Shares of Wolfspeed cratered 10.2% to $43.82 on June 10 after an S-1 filing revealed that existing stockholders can now sell up to 24.07 million shares — a block large enough to rattle a stock that had already shed 35% from its June 4 peak of $67.06. The registration covers shares to be sold "from time to time" after the statement becomes effective , hanging a cloud of potential supply over an already nervous market.

• The Overhang Is Nearly Half the Outstanding Share Count. As of May 31, 2026, Wolfspeed had 51,972,101 shares outstanding. The 24.07 million registered shares represent roughly 46% of that base. The block breaks down into 3.25 million shares already held outright, 2 million from pre-funded warrants, and 18.82 million convertible into stock from secured notes due 2031. Even if holders sell gradually, the sheer size of the overhang — meaning shares that could flood the market at any time — gives buyers reason to step aside.

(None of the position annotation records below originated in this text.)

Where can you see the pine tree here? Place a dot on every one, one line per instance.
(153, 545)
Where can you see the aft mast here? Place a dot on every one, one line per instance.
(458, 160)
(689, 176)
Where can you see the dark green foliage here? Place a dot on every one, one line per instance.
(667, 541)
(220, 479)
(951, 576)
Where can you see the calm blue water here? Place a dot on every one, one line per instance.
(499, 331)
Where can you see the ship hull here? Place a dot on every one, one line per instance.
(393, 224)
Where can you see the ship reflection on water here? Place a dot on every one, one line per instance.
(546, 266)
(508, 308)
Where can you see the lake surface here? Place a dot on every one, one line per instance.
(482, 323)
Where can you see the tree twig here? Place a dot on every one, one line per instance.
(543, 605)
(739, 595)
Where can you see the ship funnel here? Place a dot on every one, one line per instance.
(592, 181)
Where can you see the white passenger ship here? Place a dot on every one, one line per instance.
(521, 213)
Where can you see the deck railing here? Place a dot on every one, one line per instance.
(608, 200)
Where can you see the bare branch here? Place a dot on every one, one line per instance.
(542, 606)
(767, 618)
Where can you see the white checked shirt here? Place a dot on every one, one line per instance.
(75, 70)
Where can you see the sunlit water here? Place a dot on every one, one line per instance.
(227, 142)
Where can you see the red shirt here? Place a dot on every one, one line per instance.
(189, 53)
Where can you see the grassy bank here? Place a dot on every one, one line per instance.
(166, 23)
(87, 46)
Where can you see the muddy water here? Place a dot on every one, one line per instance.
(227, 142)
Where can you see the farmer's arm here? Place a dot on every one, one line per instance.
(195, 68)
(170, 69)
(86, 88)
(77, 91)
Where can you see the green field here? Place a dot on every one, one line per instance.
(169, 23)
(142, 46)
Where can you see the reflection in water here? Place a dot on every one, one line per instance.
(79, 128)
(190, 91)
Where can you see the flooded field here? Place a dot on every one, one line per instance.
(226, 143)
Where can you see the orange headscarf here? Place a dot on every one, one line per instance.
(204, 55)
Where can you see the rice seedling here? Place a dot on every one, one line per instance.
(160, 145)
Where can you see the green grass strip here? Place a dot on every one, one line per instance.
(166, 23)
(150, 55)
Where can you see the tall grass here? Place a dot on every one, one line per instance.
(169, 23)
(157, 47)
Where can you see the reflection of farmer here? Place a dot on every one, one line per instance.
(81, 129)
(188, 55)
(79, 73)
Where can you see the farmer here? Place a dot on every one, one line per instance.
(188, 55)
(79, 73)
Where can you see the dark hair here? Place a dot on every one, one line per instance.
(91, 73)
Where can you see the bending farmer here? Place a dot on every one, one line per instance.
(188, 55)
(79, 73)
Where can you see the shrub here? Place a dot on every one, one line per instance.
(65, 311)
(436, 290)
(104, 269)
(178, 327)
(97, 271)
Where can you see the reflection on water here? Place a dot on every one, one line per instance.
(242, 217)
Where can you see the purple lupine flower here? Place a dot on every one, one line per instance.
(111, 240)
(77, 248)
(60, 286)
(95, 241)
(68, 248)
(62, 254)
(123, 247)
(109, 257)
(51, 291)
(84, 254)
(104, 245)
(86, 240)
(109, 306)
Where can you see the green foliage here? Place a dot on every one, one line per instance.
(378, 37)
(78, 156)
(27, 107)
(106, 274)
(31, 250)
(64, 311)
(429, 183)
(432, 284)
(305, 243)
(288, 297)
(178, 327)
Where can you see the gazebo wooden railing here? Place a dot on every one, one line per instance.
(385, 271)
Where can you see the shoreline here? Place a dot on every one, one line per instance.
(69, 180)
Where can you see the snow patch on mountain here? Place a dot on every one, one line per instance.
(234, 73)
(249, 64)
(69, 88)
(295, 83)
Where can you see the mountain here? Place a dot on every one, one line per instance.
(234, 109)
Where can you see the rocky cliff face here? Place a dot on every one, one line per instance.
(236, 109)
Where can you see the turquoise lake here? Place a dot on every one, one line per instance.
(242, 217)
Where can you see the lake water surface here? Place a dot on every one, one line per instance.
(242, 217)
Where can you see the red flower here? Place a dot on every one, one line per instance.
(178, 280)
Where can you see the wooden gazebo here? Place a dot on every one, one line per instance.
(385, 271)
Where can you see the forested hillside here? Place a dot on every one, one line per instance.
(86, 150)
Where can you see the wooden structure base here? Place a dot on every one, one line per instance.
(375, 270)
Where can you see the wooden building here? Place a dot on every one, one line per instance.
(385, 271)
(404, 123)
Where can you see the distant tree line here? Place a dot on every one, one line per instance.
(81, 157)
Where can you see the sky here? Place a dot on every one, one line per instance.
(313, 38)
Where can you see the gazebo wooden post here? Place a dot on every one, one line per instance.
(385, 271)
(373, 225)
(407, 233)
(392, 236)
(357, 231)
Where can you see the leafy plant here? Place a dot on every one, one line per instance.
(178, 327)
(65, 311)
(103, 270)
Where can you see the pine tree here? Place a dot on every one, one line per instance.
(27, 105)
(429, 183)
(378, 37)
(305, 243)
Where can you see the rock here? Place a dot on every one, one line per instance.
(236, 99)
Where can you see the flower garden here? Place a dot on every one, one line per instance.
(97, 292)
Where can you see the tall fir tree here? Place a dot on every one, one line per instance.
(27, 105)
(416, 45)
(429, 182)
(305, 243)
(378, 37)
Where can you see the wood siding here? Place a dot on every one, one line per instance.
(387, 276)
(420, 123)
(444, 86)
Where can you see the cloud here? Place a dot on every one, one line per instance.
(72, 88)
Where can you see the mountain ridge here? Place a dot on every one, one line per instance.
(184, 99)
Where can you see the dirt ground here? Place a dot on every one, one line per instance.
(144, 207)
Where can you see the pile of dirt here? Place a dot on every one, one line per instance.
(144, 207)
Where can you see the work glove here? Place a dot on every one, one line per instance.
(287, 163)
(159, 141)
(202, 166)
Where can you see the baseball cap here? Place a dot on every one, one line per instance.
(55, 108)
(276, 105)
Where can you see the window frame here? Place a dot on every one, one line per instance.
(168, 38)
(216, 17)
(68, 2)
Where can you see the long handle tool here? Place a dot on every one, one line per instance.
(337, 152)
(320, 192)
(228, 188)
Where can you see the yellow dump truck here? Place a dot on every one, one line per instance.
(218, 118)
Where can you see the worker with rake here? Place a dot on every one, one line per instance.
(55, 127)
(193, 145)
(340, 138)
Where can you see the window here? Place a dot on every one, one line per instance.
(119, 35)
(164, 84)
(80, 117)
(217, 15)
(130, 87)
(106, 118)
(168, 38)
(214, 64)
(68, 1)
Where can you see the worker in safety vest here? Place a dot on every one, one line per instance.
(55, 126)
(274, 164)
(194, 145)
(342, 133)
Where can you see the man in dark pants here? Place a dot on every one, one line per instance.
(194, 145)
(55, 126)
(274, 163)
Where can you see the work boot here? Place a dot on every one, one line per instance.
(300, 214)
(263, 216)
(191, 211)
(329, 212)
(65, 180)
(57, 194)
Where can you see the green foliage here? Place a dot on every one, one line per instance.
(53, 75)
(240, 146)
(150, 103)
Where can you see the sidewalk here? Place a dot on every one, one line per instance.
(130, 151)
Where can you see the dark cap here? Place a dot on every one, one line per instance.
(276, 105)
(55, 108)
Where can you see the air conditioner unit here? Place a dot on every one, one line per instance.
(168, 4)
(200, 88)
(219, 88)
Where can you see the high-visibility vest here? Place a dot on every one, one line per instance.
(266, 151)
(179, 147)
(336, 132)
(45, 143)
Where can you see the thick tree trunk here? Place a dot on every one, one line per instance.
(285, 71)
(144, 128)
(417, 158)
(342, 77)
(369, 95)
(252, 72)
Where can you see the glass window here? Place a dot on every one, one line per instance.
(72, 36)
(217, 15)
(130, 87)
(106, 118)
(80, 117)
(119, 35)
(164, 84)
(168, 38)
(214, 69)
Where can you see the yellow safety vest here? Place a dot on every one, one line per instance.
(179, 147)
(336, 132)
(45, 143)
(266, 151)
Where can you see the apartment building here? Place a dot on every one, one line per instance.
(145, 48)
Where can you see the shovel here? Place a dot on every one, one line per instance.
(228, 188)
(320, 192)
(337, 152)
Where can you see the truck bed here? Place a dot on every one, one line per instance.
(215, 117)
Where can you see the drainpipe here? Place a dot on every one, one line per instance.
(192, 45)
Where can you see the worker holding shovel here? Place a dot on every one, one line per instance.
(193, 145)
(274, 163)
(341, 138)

• Wolfspeed Gets Nothing From the Sales. The company will not receive any proceeds from these share sales but will bear all registration costs and fees. That is a key distinction: this isn't a capital raise to fund operations. It is an exit ramp for investors who entered through the Chapter 11 restructuring. Wolfspeed emerged from bankruptcy on September 29, 2025, when its capital structure was overhauled , and these registration rights were baked into that deal.

• The Fundamentals Underneath Remain Fragile. Quarterly revenue is about $150.2 million, but gross margin is negative, with an EBIT margin around −196% — meaning the company loses nearly $2 for every $1 of revenue at the operating level. Trailing twelve-month net loss stands at $1.6 billion on negative $711.7 million in operating cash flow. Bulls point to Wolfspeed's silicon carbide chips being critical for AI data centers and EVs, but the lone covering analyst rates the stock a "Hold" with a $40 price target — below today's battered price.

• A Volatile Stock Just Got More Volatile. Short interest recently surged 45.7% to 16.1 million shares, or 33.4% of the float , creating a tug-of-war between bearish bets and speculative momentum. The stock is still up roughly 274% year-to-date , which means many post-bankruptcy holders are sitting on huge gains — and now have a registered path to cash them in.